« Stade de France (1998 – 2022 ?) » par Paul-Marie Dabezies

La finale de la Ligue des Champions 2022 fait moins parler d’elle par sa dimension sportive que par les incidents qui ont eu lieu autour du Stade de France avant, pendant et après le match. Les journalistes, les politiques et les réseaux sociaux se sont emparés d’événements qui sont encore en cours d’éclaircissement. Samedi 28 mai, la finale opposant Madrid à Liverpool a commencé avec plus de 35 minutes de retard en raison de problèmes autour des points d’accès aux tribunes. Des images de supporters escaladant les grilles ou d’autres gazés par les forces de l’ordre émaillent les réseaux sociaux. Après le match d’autres images du chaos régnant alors continuent d’affluer. Le ministre de l’intérieur Gérald Darmanin et le préfet de Police de Paris Didier Lallement sont pris pour cible à la fois par la gauche et par la droite. Le premier s’est rendu devant le sénat le 1er juin, le deuxième devrait bientôt s’y présenter. Le débat fait rage autour des causes de ces incidents. Faux billets, mauvaise préparation, grève du RER B, « violences policières » ou « racailles », chacun met en avant sa lecture personnelle. 

Mentions du sujet du Stade de France sur Twitter entre le 28 mai et le 2 juin 2022 (Talkwalker)

Sur Twitter 82k mentions du sujet sont identifiables depuis samedi, suscitant 3.3 millions d’engagements (likes, partages ou commentaires).  Si le pic de mentions se situe logiquement au cours de la soirée du 28 mai, le rythme des publications reste encore soutenu plusieurs jours après.

Exacerbation du débat politique français

Hashtags les plus utilisés sur le sujet du Stade de France entre le 28 mai et le 2 juin 2022 (Talkwalker)

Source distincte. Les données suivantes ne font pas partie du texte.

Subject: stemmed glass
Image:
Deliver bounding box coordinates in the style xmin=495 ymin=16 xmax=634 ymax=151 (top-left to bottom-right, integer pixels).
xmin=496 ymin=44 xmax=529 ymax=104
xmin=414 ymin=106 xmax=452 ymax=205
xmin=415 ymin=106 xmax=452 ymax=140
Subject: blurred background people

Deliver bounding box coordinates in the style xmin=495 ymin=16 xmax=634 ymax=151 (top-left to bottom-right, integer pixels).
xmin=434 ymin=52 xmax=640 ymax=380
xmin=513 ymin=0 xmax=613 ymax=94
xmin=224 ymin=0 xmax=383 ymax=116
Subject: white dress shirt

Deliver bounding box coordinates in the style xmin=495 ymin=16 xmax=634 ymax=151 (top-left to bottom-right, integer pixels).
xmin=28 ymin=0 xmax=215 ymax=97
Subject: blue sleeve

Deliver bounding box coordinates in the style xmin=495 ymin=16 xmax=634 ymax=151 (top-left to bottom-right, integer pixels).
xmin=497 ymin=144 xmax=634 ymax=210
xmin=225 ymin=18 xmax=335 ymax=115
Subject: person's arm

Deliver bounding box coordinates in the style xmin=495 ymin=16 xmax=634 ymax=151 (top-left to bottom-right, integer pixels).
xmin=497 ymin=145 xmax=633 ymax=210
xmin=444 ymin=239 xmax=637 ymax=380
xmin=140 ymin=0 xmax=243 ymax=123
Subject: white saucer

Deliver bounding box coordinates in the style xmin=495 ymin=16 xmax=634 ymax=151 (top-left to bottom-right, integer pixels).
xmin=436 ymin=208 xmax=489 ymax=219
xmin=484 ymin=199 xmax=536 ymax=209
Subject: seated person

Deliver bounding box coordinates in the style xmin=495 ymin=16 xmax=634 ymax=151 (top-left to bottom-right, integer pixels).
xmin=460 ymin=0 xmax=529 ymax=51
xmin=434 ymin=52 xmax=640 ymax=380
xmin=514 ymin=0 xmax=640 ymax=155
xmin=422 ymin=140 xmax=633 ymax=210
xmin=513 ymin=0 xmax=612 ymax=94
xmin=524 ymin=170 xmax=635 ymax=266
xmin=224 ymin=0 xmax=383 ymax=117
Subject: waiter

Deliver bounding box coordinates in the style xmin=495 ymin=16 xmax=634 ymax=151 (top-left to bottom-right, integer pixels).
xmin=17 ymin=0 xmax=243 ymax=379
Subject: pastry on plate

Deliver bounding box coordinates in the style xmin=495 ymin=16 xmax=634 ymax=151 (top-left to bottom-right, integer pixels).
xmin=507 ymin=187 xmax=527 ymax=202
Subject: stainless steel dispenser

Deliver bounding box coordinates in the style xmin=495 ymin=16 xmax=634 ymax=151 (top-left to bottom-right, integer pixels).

L’étude des hashtags utilisés permet de visualiser très rapidement le fait que la dimension politique constitue la tonalité centrale des messages.  Nous pouvons identifier les acteurs politiques « Macron », « Darmanin » ou « Lallement » avec des sentiments associées #MacronLaHonte, #StopMacron, #DarmaninDémission, #LallementDémission ou encore #MacronNousPrendPourDesCons. Les récupérations de gauche ou de droite apparaissent aussi clairement : #NUPES et #ViolencesPolicieres pour la gauche, #Racailles pour la droite voire #Reconquete et #Zemmour. Il est intéressant de voir aussi apparaître le hashtag #législatives2022. Les opposants s’emparent de ce sujet pour attaquer le gouvernement, essayant d’animer une campagne des législatives encore plus atone que celle de la présidentielle. 

Echo international 

Il n’en demeure pas moins que le sujet ne s’arrête pas aux frontières hexagonales. Le journaliste sportif de Sky Sport Italy aux 8.3 millions d’abonnés, Fabrizio Romano, a publié un tweet samedi à 21h18, soit au moment même où le match était censé avoir débuté, pour partager une première réaction : « Marvin, le frère de Joel Matip [joueur de Liverpool], à propos de la situation autour du Stade de France : « L’organisation autour et dans le stade est indigne d’une finale de Ligue des Champions ! L’utilisation de gaz lacrymogènes dans des zones où se trouvent des enfants et des supporters non impliqués est dangereuse ! ». Ce tweet est encore 5 jours après sa publication celui qui suscite le plus de réactions, totalisant 52.5k likes, 6.8k retweets et 583 commentaires. Il constitue l’un des premiers à faire état de la situation et l’influence de son auteur à participer à son écho. Sur l’ensemble des tweets, 30% ne sont pas écrits en français. Les journalistes sportifs étrangers ne se sont pas privés de commenter la situation aux abords du stade.

Au-delà des débats politiques franco-français, la dimension internationale de la finale de la Ligue des Champions apporte une résonance particulière et touche à l’image de la France, à l’approche de l’organisation de la Coupe du Monde de rugby de 2023 et surtout des Jeux Olympiques de 2024. En témoigne notamment la présence récurrente du hashtag #Paris2024.

Bientôt 25 ans après sa construction pour la Coupe du Monde de Football de 1998, le Stade de France est devenu l’inverse du symbole qu’il représentait alors après la victoire des Bleus : unité des Français et rayonnement du pays à l’étranger.